Purpose : Inosine monophosphate dehydrogenase (IMPDH) is a key regulatory enzyme in the de novo synthesis of the purine base guanine. Genetic variants in IMPDH1 are responsible for RP10 autosomal dominant retinitis pigmentosa (adRP) or Leber congenital amaurosis 10. IMPDH1 is ubiquitous in cellular location but variants are associated with Retinitis Pigmentosa (RP). This study reports the ophthalmic natural history a family with a novel IMPDH1variant. The phenotype and natural history are compared to the reported literature.

Methods : Multimodal imaging and functional studies documented the patient’s phenotype. These included: Best-corrected visual acuity (BCVA), fundus photograph, fundus autofluorescence (FAF), full field electroretinogram (ffERG), pattern ERG (pERG), optical coherence tomography (OCT) and visual field (VF) data. A literature search was performed. IMPDH1genetic variants were mapped and ophthalmic phenotypes were compared.

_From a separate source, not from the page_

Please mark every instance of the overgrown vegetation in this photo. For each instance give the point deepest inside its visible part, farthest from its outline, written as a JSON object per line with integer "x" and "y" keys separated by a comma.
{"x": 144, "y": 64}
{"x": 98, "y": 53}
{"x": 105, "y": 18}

Results : We report 3 cases from a 2 generational family with a novel heterozygous pathogenic variant p.Lys314Gln (exon 10). The ophthalmic phenotype showed best eye BCVA of 0.4, 0.56, and 0.9 logMAR in last follow up of the 3 patients at ages 13.2, 14.2, and 41.6 years (yrs) respectively
Diffuse outer retinal atrophy with mild pigmentary changes was found in all patients. FAF showed early macular involvement with diffuse macular hyperautofluorescence surrounded by hypoAF. Foveal ellipsoid zone island was intact in the youngest patient (8.3 yrs) but was discontinuous in the older sibling (10.6 yrs) and the mother (37 yrs). Constricted visual fields to <20deg (legal Blindness) were identified in all three with the youngest reaching this level by 12.2 yrs. The ffERG showed an almost extinguished dark adapted (DA) and light adapted response with DA responses affected earlier and the pERG showed significant macular dysfunction at diagnosis in each case.
Literature review identified a further 57 heterozygous variants. Exon 10 is a hotspot with 18 variants, including our family. A consistent feature was the mild pigmentary retinopathy and early macular involvement.

Conclusions : We report a novel IMPDH1 genetic variant in a two-generation family. Early central visual loss is a prominent feature consistent with the early macular involvement reflecting the different pathophysiology compared to other RP groups as both the rod and cone degeneration occur in a comparable time course.

This abstract was presented at the 2023 ARVO Annual Meeting, held in New Orleans, LA, April 23-27, 2023.